10.Clinical and 18F-FDG PET/CT imaging features of hilar tumor pulmonary infarction
Kai CUI ; Yaru WANG ; Jingsong ZHENG ; Yong CUI ; Yu JI
Chinese Journal of Nuclear Medicine and Molecular Imaging 2023;43(2):75-78
Objective:To investigate the clinical manifestations and 18F-FDG PET/CT imaging features of hilar tumor pulmonary infarction. Methods:From July 2016 to June 2021, 49 patients (40 males, 9 females; age 32-81 years) with hilar tumor pulmonary infarction who underwent PET/CT and enhanced CT in the second Hospital of Shandong University and Shandong Cancer Hospital and Institute, Shandong First Medical University were retrospectively enrolled. All patients were diagnosed by imaging follow-up or pathology. Clinical features and 18F-FDG PET/CT imaging features were analyzed. Results:A total of 108 infarcts were found in 49 patients by 18F-FDG PET/CT. Small cell carcinoma was the most common hilar tumor (67.35%, 33/49).

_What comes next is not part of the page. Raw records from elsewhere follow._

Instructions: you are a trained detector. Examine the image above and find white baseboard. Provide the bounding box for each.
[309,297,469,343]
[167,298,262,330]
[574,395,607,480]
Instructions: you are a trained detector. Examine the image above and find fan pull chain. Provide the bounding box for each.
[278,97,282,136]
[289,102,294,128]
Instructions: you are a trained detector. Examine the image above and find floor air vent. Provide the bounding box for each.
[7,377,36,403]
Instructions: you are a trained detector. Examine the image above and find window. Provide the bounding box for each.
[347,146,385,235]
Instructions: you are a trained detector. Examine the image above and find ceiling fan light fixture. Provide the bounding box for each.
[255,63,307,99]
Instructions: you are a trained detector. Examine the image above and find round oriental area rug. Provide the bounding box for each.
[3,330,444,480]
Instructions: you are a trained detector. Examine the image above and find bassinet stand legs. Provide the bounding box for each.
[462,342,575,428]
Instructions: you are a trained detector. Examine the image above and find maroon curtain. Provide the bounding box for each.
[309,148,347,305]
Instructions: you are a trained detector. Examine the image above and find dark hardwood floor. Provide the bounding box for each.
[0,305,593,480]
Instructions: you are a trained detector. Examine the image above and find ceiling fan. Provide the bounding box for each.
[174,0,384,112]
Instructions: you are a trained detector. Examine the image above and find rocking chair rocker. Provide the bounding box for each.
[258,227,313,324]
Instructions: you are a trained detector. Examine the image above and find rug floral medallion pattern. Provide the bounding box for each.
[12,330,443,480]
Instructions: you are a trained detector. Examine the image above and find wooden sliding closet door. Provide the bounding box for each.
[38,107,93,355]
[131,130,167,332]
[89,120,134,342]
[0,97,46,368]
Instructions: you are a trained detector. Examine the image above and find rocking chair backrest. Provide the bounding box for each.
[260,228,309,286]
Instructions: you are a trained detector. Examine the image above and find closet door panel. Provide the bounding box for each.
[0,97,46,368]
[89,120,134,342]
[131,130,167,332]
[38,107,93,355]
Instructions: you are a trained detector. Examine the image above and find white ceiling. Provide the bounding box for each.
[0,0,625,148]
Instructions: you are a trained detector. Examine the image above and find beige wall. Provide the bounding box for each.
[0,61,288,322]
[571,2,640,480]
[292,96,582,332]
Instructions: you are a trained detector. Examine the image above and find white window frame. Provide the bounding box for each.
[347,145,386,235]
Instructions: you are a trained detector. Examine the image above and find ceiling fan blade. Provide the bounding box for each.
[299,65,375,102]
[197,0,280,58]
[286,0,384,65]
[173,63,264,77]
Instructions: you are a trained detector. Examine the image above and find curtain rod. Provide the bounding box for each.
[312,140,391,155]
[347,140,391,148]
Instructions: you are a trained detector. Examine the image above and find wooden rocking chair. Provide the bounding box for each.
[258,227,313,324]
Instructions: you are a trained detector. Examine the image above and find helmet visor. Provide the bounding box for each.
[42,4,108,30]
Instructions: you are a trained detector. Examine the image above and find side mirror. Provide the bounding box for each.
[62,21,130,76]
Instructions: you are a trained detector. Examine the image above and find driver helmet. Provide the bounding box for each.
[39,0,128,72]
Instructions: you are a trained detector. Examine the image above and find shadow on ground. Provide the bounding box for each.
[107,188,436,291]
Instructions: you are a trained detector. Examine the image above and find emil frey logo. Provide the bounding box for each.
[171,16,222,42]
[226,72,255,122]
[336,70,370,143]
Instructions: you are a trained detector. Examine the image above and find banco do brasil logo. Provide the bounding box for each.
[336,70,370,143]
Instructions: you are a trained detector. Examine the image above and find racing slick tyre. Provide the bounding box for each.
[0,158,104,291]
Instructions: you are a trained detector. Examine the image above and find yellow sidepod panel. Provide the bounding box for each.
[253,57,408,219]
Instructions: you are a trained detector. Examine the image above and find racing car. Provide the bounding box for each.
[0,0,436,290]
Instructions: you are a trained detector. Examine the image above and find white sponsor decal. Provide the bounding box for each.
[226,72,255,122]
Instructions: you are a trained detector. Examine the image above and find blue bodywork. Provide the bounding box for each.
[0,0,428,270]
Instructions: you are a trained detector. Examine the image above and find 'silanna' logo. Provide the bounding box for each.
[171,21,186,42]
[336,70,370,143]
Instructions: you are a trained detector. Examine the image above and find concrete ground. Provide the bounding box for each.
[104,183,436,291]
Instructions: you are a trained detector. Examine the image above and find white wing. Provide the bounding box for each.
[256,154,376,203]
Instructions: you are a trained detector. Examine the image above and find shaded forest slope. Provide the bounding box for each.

The most common clinical manifestations of hilar tumor pulmonary infarction were cough (69.39%, 34/49) and hemoptysis (34.69%, 17/49). Pulmonary infarction was mainly multiple (69.39%, 34/49), and multiple lung lobes might be involved. The CT morphology of infarcts was wedge-shaped (46.30%, 50/108) or patchy (53.70%, 58/108), and the density was mainly bubble consolidation (61.11%, 66/108). There were 91 (84.26%, 91/108) infarcts showing FDG hypermetabolism, with the SUV max of 1.48-6.62, and the hypermetabolism mode was rim sign (36.11%, 39/108) or heterogeneous hypermetabolism (48.15%, 52/108). Nineteen patients (38.78%, 19/49) were complicated with pulmonary vein involvement, and 26 patients (53.06%, 26/49) had ipsilateral pleural effusion. Conclusions:Hilar tumor pulmonary infarction is characterized by cough. It is helpful for the diagnosis of hilar tumor pulmonary infarction in patients with hilar tumor when wedge-shaped, bubble consolidation, rim sign and heterogeneous hypermetabolism lesions are found in 18F-FDG PET/CT images.